The Demise of Artificial Trans Fat: A History of a Public Health Achievement, 2021 Aug 3
“In the 1950s, clinical studies provided the first evidence that partially hydrogenated fats raised blood lipid levels. …
In 1980, a questionnaire designed to assess the major sources of trans fat in the diet was sent to a prospective cohort of more than 90,000 women, the Nurses’ Health Study.
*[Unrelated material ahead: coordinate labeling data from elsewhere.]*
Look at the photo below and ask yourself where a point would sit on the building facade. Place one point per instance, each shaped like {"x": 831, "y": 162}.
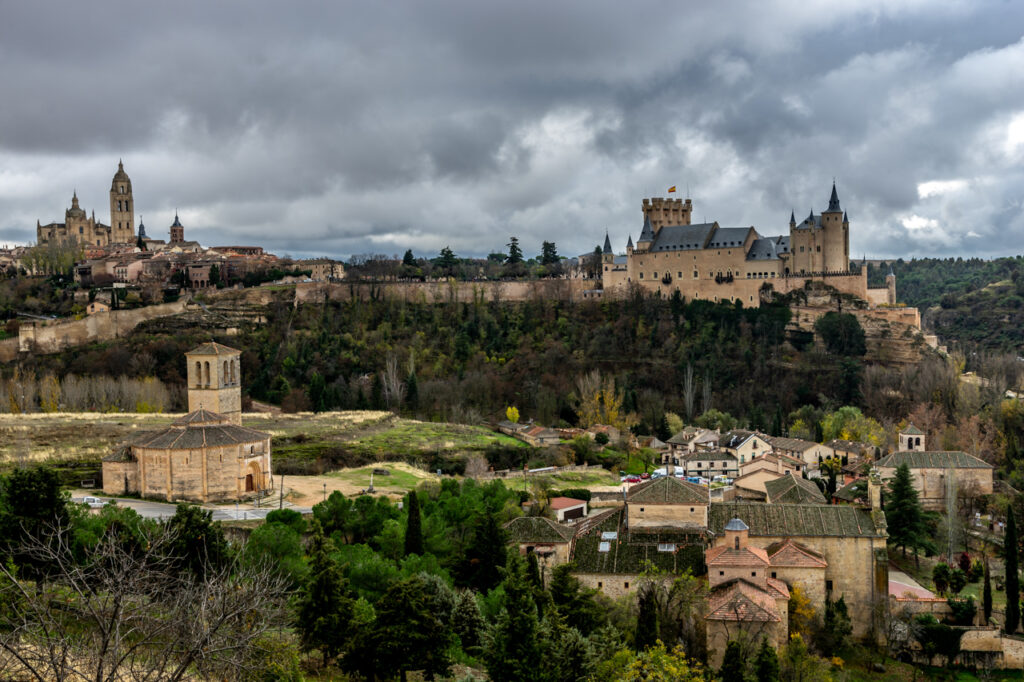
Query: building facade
{"x": 85, "y": 229}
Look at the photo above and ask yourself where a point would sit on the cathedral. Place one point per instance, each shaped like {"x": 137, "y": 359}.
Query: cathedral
{"x": 735, "y": 264}
{"x": 85, "y": 229}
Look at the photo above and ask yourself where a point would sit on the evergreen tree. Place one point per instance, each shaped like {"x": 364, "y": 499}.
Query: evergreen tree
{"x": 414, "y": 527}
{"x": 513, "y": 651}
{"x": 766, "y": 663}
{"x": 412, "y": 391}
{"x": 549, "y": 255}
{"x": 515, "y": 253}
{"x": 324, "y": 609}
{"x": 645, "y": 634}
{"x": 1012, "y": 550}
{"x": 733, "y": 665}
{"x": 408, "y": 635}
{"x": 905, "y": 516}
{"x": 480, "y": 568}
{"x": 986, "y": 595}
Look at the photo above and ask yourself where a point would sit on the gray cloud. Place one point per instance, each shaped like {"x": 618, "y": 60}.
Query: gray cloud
{"x": 340, "y": 128}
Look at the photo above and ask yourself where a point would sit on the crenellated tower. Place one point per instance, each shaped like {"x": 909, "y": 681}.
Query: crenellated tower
{"x": 122, "y": 208}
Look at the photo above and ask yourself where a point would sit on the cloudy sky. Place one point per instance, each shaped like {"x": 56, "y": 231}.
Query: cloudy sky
{"x": 339, "y": 128}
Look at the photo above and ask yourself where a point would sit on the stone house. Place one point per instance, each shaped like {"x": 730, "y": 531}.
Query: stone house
{"x": 940, "y": 474}
{"x": 743, "y": 600}
{"x": 792, "y": 489}
{"x": 811, "y": 453}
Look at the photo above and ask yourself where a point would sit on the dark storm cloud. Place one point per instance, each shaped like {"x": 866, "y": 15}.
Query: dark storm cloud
{"x": 340, "y": 128}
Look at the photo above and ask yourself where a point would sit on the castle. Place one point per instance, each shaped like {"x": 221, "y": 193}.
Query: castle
{"x": 85, "y": 229}
{"x": 717, "y": 263}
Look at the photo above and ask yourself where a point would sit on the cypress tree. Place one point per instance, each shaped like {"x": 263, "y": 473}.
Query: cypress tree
{"x": 414, "y": 525}
{"x": 646, "y": 632}
{"x": 766, "y": 664}
{"x": 733, "y": 667}
{"x": 1013, "y": 578}
{"x": 325, "y": 608}
{"x": 986, "y": 595}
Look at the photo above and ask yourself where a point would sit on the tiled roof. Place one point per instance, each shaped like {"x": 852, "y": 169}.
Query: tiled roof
{"x": 790, "y": 553}
{"x": 743, "y": 602}
{"x": 709, "y": 455}
{"x": 792, "y": 444}
{"x": 794, "y": 520}
{"x": 668, "y": 489}
{"x": 794, "y": 491}
{"x": 934, "y": 460}
{"x": 538, "y": 529}
{"x": 632, "y": 552}
{"x": 213, "y": 348}
{"x": 186, "y": 434}
{"x": 727, "y": 556}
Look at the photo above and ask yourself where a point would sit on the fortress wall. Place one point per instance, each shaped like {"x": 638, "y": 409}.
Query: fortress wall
{"x": 441, "y": 292}
{"x": 55, "y": 336}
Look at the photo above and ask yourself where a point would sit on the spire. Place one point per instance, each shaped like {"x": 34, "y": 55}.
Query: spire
{"x": 834, "y": 201}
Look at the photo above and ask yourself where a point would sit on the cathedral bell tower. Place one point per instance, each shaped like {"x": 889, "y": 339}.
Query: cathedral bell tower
{"x": 122, "y": 208}
{"x": 215, "y": 380}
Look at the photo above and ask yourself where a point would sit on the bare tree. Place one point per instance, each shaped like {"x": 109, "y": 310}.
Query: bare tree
{"x": 122, "y": 612}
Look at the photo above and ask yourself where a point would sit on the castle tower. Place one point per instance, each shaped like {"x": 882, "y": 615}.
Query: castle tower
{"x": 122, "y": 208}
{"x": 215, "y": 380}
{"x": 177, "y": 230}
{"x": 911, "y": 438}
{"x": 837, "y": 237}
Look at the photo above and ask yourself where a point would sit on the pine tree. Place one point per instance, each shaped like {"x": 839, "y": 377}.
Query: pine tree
{"x": 986, "y": 595}
{"x": 766, "y": 663}
{"x": 515, "y": 253}
{"x": 733, "y": 666}
{"x": 645, "y": 634}
{"x": 325, "y": 609}
{"x": 904, "y": 515}
{"x": 1013, "y": 578}
{"x": 414, "y": 525}
{"x": 513, "y": 651}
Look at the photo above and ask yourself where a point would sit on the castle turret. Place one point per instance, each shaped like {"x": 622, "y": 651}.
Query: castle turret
{"x": 215, "y": 380}
{"x": 122, "y": 207}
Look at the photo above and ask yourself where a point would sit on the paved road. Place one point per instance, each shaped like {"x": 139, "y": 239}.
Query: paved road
{"x": 164, "y": 510}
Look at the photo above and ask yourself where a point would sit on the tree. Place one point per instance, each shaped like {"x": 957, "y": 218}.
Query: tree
{"x": 324, "y": 607}
{"x": 515, "y": 253}
{"x": 408, "y": 634}
{"x": 842, "y": 334}
{"x": 733, "y": 664}
{"x": 986, "y": 595}
{"x": 1012, "y": 550}
{"x": 549, "y": 255}
{"x": 646, "y": 630}
{"x": 766, "y": 663}
{"x": 414, "y": 529}
{"x": 125, "y": 610}
{"x": 905, "y": 516}
{"x": 512, "y": 651}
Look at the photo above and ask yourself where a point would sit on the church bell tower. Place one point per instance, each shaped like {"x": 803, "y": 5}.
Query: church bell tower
{"x": 122, "y": 208}
{"x": 215, "y": 380}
A decade later, the researchers found that women who consumed the most trans fat (5.7 grams/day) had a 35% higher risk of coronary heart disease (CHD) than did women with the lowest intake (2.4 grams/day).
Throughout the 1990s, evidence of the harm of trans fat grew. Three additional prospective cohort studies also linked higher trans fat consumption to an increased risk of CHD. Longer follow-up data from the Nurses’ Health Study confirmed the initial findings, demonstrating that the participants’ higher intake of trans fat, ascertained through food frequency questionnaires and blood samples, predicted a higher risk of CHD. Together, these studies found a 23% higher risk of CHD for each 2% increase in energy intake from trans fat. An additional analysis of prospective cohort studies concluded that consumption of trans fats was linked to significantly elevated risks for all cause mortality, CHD mortality, and total CHD incidence. …
Responding to strong advocacy from its nutrition research community, Denmark effectively banned artificial trans fat from its food supply in 2003. …
In 2015, following a period for comment on its proposal, the FDA revoked the GRAS status of PHO, giving industry three years to eliminate it.”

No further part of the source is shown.